Oracle JDBC and AES-NI

“Your network is slowing down my queries”

This is how it started , how it often starts and almost never the network is the real issue. Same here – however it made an interesting case.

So what was happening ? Application developers wanted to fetch quite some large amount of information via JDBC  from a 12c database  – around 5 GB. This took several minutes, like 300-400 Mbit/sec, too slow for them. My first thought was – well indeed, this sounds like a long time. Its in the LAN, we have 10GbE and latencies below half a microsecond, so cant really be the network limiting it. Lets test it.

select test,test,test,test,test,test,test,test,test,test from (select test||test||test||test||test||test||test||test||test||test test from ( select rownum ||'aaaaaaaaaaaaaaaaaaaaaaaaaaaaaaaaaaaaaaaaaaaaaaaaaaaaaaaaaaaaaaaaaaaaaaaaaaaaaaaaaaaaaaaaaaaaaaaa' test from dual connect by level<= 100000))";

This produces about a gigabyte of data. ( NB: I was banging my head for quite a while before introducing the rownum – because without it the query is really fast but transfers only a fraction of 1GB over the network. I was starting to doubt the session stats … until I came across the not so well known feature of SQL*Net deduplication (see here)).

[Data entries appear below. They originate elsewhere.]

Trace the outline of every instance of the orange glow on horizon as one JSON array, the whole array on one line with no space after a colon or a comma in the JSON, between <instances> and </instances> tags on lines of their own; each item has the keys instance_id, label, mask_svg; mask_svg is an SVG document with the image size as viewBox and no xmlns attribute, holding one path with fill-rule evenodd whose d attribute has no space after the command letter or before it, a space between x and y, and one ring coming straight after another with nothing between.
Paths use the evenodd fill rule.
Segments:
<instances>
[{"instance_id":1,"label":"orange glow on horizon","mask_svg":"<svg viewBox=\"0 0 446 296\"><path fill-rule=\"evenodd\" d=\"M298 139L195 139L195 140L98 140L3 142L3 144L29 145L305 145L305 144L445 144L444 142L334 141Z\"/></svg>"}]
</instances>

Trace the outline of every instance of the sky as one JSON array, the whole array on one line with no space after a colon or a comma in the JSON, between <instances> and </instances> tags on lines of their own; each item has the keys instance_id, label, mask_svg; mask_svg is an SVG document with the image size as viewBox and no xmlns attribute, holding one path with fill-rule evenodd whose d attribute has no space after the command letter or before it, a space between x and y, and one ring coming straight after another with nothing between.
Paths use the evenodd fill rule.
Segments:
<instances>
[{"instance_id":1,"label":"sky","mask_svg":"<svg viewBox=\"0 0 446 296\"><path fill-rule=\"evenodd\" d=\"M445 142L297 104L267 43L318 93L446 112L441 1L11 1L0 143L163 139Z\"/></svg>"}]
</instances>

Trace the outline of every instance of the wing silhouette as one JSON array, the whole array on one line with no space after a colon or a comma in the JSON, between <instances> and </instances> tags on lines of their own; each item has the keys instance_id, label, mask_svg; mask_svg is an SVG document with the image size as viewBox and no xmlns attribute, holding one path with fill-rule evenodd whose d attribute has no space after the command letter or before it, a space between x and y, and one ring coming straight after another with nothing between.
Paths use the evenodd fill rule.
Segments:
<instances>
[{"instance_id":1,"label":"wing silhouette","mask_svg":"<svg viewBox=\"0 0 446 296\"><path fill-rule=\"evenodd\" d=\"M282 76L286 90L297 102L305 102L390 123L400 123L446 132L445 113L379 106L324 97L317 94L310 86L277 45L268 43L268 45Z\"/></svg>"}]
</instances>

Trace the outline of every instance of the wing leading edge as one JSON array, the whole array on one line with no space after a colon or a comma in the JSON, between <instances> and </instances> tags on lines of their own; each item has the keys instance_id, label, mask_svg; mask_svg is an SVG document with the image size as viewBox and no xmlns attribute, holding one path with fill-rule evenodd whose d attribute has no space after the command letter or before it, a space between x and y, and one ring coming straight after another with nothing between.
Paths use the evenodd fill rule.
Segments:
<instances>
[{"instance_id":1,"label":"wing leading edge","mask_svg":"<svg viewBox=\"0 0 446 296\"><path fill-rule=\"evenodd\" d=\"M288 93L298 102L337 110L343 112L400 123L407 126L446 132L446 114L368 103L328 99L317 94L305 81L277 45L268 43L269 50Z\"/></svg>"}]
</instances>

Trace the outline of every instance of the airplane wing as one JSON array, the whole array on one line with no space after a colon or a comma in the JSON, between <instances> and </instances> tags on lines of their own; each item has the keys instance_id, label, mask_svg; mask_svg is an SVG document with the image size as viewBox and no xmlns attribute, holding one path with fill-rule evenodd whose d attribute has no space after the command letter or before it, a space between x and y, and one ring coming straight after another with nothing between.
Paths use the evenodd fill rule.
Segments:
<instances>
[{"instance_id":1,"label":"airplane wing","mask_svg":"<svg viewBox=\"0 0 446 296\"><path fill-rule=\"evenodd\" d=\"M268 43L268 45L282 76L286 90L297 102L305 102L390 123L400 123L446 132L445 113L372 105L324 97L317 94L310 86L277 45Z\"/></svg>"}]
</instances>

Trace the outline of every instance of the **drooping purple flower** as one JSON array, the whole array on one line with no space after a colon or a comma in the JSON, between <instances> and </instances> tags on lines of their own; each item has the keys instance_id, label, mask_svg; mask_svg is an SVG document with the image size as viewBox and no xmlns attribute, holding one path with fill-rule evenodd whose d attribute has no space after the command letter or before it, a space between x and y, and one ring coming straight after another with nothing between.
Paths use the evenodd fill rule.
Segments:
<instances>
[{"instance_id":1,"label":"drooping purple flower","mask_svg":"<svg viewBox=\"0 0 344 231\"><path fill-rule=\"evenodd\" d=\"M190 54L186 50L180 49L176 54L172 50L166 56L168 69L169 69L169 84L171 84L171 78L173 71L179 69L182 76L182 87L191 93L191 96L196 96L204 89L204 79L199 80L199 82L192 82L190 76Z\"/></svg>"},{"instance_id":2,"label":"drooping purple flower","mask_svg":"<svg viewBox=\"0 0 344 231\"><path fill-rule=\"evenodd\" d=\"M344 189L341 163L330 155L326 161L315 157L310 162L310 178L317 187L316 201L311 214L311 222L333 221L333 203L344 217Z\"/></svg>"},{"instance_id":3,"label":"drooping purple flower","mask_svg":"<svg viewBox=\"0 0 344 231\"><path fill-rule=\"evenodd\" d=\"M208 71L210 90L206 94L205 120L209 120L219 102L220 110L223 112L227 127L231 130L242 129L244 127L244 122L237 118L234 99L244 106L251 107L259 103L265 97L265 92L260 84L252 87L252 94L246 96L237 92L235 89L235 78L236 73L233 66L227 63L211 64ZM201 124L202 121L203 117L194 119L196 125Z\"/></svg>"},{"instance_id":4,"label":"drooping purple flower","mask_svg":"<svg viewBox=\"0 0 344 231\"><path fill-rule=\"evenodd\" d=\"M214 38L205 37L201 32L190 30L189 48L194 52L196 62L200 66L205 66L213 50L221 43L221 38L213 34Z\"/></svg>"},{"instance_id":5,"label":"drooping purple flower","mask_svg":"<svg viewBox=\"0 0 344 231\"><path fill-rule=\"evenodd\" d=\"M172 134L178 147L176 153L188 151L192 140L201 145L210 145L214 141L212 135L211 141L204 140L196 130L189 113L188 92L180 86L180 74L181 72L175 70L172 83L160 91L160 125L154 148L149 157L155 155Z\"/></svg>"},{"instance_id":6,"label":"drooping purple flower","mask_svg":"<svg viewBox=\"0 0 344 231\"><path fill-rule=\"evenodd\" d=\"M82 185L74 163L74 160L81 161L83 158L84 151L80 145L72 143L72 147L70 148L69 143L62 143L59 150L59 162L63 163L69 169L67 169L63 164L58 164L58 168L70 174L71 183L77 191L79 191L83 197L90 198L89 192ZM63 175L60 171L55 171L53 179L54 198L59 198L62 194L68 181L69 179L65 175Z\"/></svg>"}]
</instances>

They first main factor determining the speed from jdbc is the fetch size – 10.000 was a good setting in this case. Took 20 seconds. So this is indeed like  50 MB/sec =400Mbit/sec, so network bandwidth can’t be the bottleneck here. First thought was network latency – this is a single session so what can be achieved here in terms of network throughput depends on things like tcp window size and scaling, maybe as well SDU sizes and so … but after looking a bit into it – no this is not the reason. Modern OS and networks seem to autotune this quite well – changing such settings over LANs hardly ever makes a significant positive difference.  What then ? The spoiler is of course already in the subject – we are using SQL*Net encryption. In detail – server side sqlnet.ora has

SQLNET.ENCRYPTION_TYPES_SERVER = (AES256)
SQLNET.ENCRYPTION_SERVER = required
SQLNET.CRYPTO_CHECKSUM_TYPES_SERVER = (MD5,SHA512)
SQLNET.CRYPTO_CHECKSUM_SERVER = required

It is needed in our environment, but for testing purposes, lets remove it, both the encryption and the checksum. Result – 2.5 sec, much better. Testing separately with removing encryption and checksum revealed that the more major contribution for the time was the encryption.  Ok, so it is related to the encryption, but where exactly ? In particular – encryption or decryption ? A first hint was given by the CPU usage on client and server. One client CPU was fully used, the server CPU by far not. Confirmed when trying the same query over a database link (i.e. using the Oracle database server itself as client) – this is very fast, despite encryption.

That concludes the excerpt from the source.